Enhancing biocompatibility of magnesium implants: nanocomposite coating for corrosion resistance and bioactivity

The biodegradability of magnesium (Mg) metal implants necessitates surface modification to mitigate the high corrosion rate in the body’s physiological environment. This study focuses on synthesizing and applying a nanocomposite coating of polydimethylsiloxane-nanosized bioactive glass (PDMS-nBG) on the surface of a plasma electrolytic oxidation (PEO)-modified AZ91 Mg alloy. The PDMS-1 wt% nBG nanocomposite coating was deposited on the PEO-treated substrate using the dip-coating method. Surface and cross-sectional morphologies of the nanocomposite coatings were examined using field emission scanning electron microscopy (FESEM). Corrosion behavior of the AZ91 substrate, PEO coating, and double-layer PEO/PDMS-nBG coating was investigated using electrochemical impedance spectroscopy (EIS) and potentiodynamic polarization (PDP) tests. Results showed that the corrosion resistance and corrosion current density of Mg substrates increased and decreased from 4815 Ω.cm 2 and 8.96 µA.cm − 2 to 18 MΩ.cm 2 and 0.00016 µA.cm − 2 for AZ91 and PEO/PDMS-nBG coating, respectively.
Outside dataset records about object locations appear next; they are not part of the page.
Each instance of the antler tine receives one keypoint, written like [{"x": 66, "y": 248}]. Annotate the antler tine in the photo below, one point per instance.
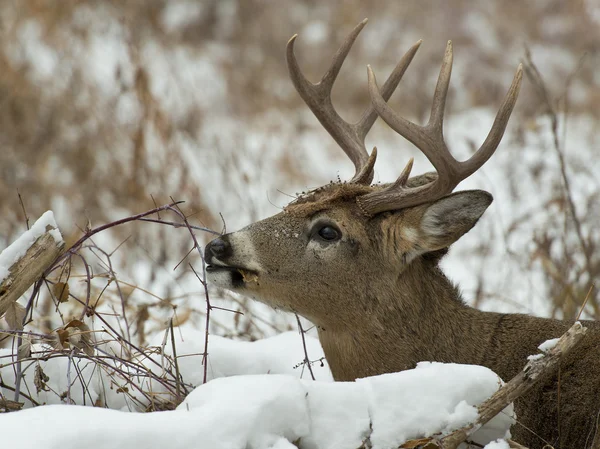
[
  {"x": 370, "y": 115},
  {"x": 495, "y": 135},
  {"x": 351, "y": 137},
  {"x": 436, "y": 119},
  {"x": 430, "y": 140}
]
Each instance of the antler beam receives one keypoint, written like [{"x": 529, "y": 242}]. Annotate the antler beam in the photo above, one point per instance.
[
  {"x": 349, "y": 136},
  {"x": 430, "y": 140}
]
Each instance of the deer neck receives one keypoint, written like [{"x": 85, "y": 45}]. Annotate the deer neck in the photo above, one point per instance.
[{"x": 421, "y": 317}]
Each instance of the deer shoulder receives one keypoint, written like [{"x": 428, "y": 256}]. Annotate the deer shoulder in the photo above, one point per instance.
[{"x": 361, "y": 262}]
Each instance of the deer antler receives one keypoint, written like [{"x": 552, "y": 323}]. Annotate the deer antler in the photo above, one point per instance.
[
  {"x": 349, "y": 136},
  {"x": 430, "y": 140}
]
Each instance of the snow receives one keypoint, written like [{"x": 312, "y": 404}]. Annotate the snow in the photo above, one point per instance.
[
  {"x": 548, "y": 344},
  {"x": 10, "y": 255},
  {"x": 544, "y": 347},
  {"x": 498, "y": 444},
  {"x": 267, "y": 411}
]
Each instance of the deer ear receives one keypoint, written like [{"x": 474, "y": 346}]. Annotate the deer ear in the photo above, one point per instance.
[{"x": 446, "y": 220}]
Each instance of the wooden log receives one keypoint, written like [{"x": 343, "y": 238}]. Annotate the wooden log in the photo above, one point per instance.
[
  {"x": 535, "y": 370},
  {"x": 29, "y": 268}
]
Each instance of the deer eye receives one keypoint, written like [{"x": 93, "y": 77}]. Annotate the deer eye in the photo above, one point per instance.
[{"x": 329, "y": 233}]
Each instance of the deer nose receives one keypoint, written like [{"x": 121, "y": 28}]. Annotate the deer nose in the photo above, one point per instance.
[{"x": 219, "y": 248}]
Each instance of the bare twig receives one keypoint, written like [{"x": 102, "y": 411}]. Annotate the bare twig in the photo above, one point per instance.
[{"x": 306, "y": 359}]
Additionally, the morphology and adhesion of cultured human mesenchymal cells on the PEO-modified AZ91 substrates with a single PDMS polymer coating and a PDMS-nBG nanocomposite coating were investigated using fluorescent light microscopy and FESEM. The PEO/PDMS-nBG bilayer coating effectively addressed the limitations of magnesium alloys and holds potential for biomedical applications, particularly in orthopedic implants, due to the enhanced biocompatibility and bioactivity of Mg alloys.